しかし、これは、個々の政治家や官僚の能力の問題というよりも、その構造、日本という機構のシステム的問題である、と、私は考えたい。ちょうど、昆虫が脱皮を繰り返さないと成虫になれないのと同じで、システムは、いつまでも同じ衣の下で発展成長はできないはずである。この30年余、うまく機能してきた仕組が既に役に立たなくなりつつあるため、いろいろな問題が生じてくる、あるいは新たな問題に対しての対応能力に欠ける状態になっているという見方を私はしたい。歴史は、このような事態に対し、革命、王朝の交代、戦争等で、強制的な脱皮を人類に促してきた。しかし、我々自身も、またシステムそれ自体も、平和的な変革を望む以上、我々は、国や社会の構成員として、いつまでもこれまでの仕組の延長で物事を処理してばかりいてはいけない。まして、旧来のシステムをうまく使って利権を得ようなどと企む行為は、恐らくシステムそのものに予想より早い死をもたらしてしまうはずである。利権の獲得などは、沈没しようとする船の中で、財宝の奪い合いをするような何の益もないことではないだろうか。今回の選挙の結果、再び、公共投資や地元への利益誘導の話が出てくるたびに、そのあざとさを思ってしまう。そういうことをしている余裕は、すでに刻一刻なくなりつつあるはずだ。

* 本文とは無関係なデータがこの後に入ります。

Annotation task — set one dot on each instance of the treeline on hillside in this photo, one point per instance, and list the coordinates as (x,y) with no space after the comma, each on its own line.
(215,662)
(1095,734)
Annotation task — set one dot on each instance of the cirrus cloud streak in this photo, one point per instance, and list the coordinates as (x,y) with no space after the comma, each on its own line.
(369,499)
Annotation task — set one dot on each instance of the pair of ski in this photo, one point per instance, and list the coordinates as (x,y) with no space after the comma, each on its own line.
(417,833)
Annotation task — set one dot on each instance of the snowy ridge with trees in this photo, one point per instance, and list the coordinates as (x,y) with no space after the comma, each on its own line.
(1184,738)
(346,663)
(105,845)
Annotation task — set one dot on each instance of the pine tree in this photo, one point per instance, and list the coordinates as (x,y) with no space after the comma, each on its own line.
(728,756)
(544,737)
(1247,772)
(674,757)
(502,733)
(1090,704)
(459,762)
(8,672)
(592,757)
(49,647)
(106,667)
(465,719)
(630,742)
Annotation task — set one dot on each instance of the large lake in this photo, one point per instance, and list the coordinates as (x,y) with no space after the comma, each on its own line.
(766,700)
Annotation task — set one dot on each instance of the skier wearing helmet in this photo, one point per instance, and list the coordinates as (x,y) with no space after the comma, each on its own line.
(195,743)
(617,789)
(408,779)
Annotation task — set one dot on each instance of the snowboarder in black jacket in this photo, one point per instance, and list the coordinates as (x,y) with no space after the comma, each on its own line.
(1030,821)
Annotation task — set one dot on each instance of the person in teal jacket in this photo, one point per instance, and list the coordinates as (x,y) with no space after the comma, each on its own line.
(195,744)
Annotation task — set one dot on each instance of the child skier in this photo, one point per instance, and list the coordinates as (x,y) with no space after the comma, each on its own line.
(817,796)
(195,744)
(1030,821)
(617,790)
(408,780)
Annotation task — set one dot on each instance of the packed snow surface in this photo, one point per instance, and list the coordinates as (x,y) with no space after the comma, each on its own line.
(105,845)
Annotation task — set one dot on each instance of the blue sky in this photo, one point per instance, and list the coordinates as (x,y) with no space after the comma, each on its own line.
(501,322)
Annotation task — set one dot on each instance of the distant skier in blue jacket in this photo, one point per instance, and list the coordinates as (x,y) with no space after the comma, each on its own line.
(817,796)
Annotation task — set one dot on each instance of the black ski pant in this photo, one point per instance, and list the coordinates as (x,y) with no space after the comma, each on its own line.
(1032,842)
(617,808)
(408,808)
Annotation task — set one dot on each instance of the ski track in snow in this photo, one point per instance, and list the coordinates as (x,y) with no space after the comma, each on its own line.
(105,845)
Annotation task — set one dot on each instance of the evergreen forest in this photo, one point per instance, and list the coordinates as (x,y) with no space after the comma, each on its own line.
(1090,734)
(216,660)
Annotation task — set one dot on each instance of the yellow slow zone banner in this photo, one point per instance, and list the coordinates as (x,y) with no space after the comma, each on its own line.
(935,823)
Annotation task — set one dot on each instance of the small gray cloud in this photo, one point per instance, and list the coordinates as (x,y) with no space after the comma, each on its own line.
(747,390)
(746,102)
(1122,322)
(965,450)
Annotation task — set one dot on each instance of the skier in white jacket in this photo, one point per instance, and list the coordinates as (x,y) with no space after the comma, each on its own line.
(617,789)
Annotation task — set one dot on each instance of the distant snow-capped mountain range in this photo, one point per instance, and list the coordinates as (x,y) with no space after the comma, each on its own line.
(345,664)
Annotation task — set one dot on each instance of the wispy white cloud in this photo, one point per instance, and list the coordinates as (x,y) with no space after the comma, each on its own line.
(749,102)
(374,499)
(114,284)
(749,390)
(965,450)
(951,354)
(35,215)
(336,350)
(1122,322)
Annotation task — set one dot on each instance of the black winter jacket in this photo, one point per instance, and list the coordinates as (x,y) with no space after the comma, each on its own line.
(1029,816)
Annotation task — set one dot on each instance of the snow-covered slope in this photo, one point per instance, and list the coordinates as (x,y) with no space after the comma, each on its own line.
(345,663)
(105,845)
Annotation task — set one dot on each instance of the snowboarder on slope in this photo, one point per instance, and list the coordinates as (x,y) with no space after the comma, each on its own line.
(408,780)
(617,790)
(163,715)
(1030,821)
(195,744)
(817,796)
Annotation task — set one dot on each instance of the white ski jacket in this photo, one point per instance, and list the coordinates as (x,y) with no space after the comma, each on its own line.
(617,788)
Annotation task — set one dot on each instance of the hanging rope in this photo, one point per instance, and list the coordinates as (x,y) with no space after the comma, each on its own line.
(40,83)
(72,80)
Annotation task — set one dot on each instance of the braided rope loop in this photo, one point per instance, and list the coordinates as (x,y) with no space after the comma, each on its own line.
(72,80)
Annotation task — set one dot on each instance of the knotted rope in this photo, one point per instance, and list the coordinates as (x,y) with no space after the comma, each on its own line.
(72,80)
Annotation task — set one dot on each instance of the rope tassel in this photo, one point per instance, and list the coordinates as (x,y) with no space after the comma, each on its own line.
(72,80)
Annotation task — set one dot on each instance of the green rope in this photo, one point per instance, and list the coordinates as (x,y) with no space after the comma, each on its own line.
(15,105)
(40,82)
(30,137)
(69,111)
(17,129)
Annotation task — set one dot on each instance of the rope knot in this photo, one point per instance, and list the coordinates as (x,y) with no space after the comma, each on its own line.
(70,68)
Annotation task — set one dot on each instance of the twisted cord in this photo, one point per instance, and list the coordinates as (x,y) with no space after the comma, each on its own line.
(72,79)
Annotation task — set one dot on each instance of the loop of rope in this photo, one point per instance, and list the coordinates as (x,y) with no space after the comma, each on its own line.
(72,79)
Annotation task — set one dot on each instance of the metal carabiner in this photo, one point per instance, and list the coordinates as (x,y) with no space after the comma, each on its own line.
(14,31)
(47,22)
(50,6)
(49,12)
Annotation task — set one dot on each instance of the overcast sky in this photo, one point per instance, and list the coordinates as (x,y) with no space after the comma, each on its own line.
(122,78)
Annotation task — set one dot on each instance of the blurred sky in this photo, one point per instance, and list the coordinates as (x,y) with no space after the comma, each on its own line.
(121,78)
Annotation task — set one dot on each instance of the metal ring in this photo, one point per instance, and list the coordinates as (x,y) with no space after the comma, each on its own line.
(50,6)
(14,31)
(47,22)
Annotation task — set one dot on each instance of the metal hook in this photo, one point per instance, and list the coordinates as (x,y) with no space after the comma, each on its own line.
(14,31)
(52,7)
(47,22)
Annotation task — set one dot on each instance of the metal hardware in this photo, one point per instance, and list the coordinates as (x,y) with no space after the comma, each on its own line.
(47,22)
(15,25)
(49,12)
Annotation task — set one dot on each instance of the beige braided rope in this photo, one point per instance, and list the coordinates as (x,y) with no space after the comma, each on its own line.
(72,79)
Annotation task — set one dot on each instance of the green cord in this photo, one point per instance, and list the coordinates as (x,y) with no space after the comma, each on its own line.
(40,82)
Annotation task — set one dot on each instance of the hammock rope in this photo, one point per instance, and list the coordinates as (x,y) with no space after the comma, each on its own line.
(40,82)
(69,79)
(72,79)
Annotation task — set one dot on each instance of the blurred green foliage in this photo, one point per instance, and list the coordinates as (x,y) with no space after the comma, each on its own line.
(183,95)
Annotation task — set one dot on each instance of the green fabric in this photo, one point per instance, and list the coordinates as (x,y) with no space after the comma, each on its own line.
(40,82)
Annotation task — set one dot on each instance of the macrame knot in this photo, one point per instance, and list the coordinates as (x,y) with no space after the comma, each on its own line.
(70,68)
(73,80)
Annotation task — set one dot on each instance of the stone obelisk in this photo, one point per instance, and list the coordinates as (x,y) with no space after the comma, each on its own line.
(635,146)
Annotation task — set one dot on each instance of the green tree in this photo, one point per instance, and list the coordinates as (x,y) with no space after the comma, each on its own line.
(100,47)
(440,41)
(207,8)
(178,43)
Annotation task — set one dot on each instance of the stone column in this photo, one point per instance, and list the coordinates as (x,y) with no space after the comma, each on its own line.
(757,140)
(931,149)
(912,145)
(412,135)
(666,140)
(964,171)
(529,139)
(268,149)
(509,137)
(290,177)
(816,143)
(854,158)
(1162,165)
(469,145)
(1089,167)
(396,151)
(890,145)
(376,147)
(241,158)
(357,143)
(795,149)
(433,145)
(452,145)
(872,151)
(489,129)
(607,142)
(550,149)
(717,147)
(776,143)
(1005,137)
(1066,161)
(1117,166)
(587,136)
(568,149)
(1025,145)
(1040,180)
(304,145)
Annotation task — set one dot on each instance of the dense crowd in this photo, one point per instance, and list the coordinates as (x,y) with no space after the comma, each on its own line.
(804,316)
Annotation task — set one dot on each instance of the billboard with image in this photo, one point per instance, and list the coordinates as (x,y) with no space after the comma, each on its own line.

さて、それでは、我々は今何をなすべきなのか? それには、個々人がもっとしっかりした考えを持ち、ハッキリと自覚して正しいことを進めていくことが必要である。が、この考えを、今 展開することは、ここで敢えて控え、国としての目標に視点を変えてみたい。そのほうが、むしろ、これの回答に近づけるのではないかと思う。
私は、これまでのように加工貿易を国是とし、良い品質の製品を輸出することによって、日本の発展をしていくのは、もう無理だと思う。NIES各国での、電気製品やコンピュータの製造の様子を見ていると、独創性はそれほどではないが品質は高いという日本製品も、他国のものに比べ優位性は既に見えない。アイデンティティに乏しく高価格なだけの製品は早晩競争力を失ってしまうだろう。しかし、もし、日本製品に、なにかしら主張のある良さがあるならば、少々高くても、それは消費者にとって買うメリットはある。つまり、これまで日本人に乏しいとい言われてきた独創性を培うことが、そういった製品を作っていく上で、大事になってくる。そのためには、あくせく価格競争や製品化の早さのみを競うのでなく、それぞれ各人の個性、持ち味を如何にうまく出していくかが勝負になってくる。これまでのマネーの面で精力的なビジネス活動から、文化的な面へ活動の焦点をシフトさせていく必要がある。もっと、すぐれた文学や音楽、美術品や工芸品、芸能なども味わいながら、自らの主張を開花させていくことが創造性の発展に、今後大事になってくると、私は思う。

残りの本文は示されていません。